A 2D thin plate (plane stress) has $E=1.0~\text{N/m^2$ and Poisson's ratio $\mu=0.5$. The displacement field is $u=Cx^2y$, $v=0$ (in m). Distances $x,y$ are in m. The stresses are $\sigma_{xx}=40xy~\text{N/m}^2$ and $\tau_{xy}=\alpha x^2~\text{N/m}^2$. Find $\alpha$ (in $\text{N/m}^4$, integer).}

Hint:

In plane stress: $\sigma_{xx}=\dfrac{E}{1-\mu^2}(\varepsilon_{xx}+\mu\varepsilon_{yy})$, $\tau_{xy}=G\gamma_{xy}$ with $G=\dfrac{E}{2(1+\mu)}$.
Use the given stress to back-calculate the displacement constant, then obtain the shear stress coefficient.

Answer 1

Step 1: Strain–displacement relations.
$\varepsilon_{xx}=\dfrac{\partial u}{\partial x}=2Cxy$, $\varepsilon_{yy}=\dfrac{\partial v}{\partial y}=0$, $\gamma_{xy}=\dfrac{\partial u}{\partial y}+\dfrac{\partial v}{\partial x}=Cx^2$.

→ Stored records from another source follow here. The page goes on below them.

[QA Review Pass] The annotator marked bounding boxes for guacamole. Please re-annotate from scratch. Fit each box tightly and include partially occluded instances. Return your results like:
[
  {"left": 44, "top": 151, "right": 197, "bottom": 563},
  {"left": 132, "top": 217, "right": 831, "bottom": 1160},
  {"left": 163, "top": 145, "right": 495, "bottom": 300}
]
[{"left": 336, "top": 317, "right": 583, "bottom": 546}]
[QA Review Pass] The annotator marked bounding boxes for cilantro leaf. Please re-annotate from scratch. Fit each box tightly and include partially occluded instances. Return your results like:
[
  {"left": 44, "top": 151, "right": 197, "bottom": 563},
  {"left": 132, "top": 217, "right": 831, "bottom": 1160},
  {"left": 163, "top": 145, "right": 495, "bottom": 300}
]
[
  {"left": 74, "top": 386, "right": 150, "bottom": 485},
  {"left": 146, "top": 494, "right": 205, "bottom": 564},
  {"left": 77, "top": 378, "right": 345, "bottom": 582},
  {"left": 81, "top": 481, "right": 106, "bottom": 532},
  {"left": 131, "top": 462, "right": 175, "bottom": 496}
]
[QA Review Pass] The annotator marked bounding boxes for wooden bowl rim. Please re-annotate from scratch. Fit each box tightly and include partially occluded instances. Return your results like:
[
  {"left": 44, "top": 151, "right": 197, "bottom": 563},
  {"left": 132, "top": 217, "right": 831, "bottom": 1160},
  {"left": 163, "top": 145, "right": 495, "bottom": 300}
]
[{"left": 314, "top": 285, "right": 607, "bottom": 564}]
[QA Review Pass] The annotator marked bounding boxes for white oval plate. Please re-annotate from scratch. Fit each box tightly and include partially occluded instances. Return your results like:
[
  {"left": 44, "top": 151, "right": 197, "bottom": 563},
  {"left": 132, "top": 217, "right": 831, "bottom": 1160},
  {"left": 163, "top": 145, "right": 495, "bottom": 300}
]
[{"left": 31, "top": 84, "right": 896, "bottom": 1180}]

Step 2: Constitutive law (plane stress).
$\displaystyle \sigma_{xx}=\frac{E}{1-\mu^2}\big(\varepsilon_{xx}+\mu\varepsilon_{yy}\big) =\frac{E}{1-\mu^2}\varepsilon_{xx}$.
With $E=1$ and $\mu=0.5$: $\displaystyle \frac{E}{1-\mu^2}=\frac{1}{1-0.25}=\frac{4}{3}$.
Hence $\sigma_{xx}=\dfrac{4}{3}\varepsilon_{xx} \Rightarrow \varepsilon_{xx}=\dfrac{3}{4}\sigma_{xx}=\dfrac{3}{4}(40xy)=30xy$.
But $\varepsilon_{xx}=2Cxy \Rightarrow 2C=30 \Rightarrow C=15$.

Step 3: Shear stress from shear strain.
$G=\dfrac{E}{2(1+\mu)}=\dfrac{1}{2(1.5)}=\dfrac{1}{3}$, and $\tau_{xy}=G\,\gamma_{xy}=G(Cx^2)=\dfrac{C}{3}x^2$.
With $C=15$: $\tau_{xy}=5x^2 \Rightarrow \alpha=5$.
\[ \boxed{\alpha=5~\text{N/m}^4} \]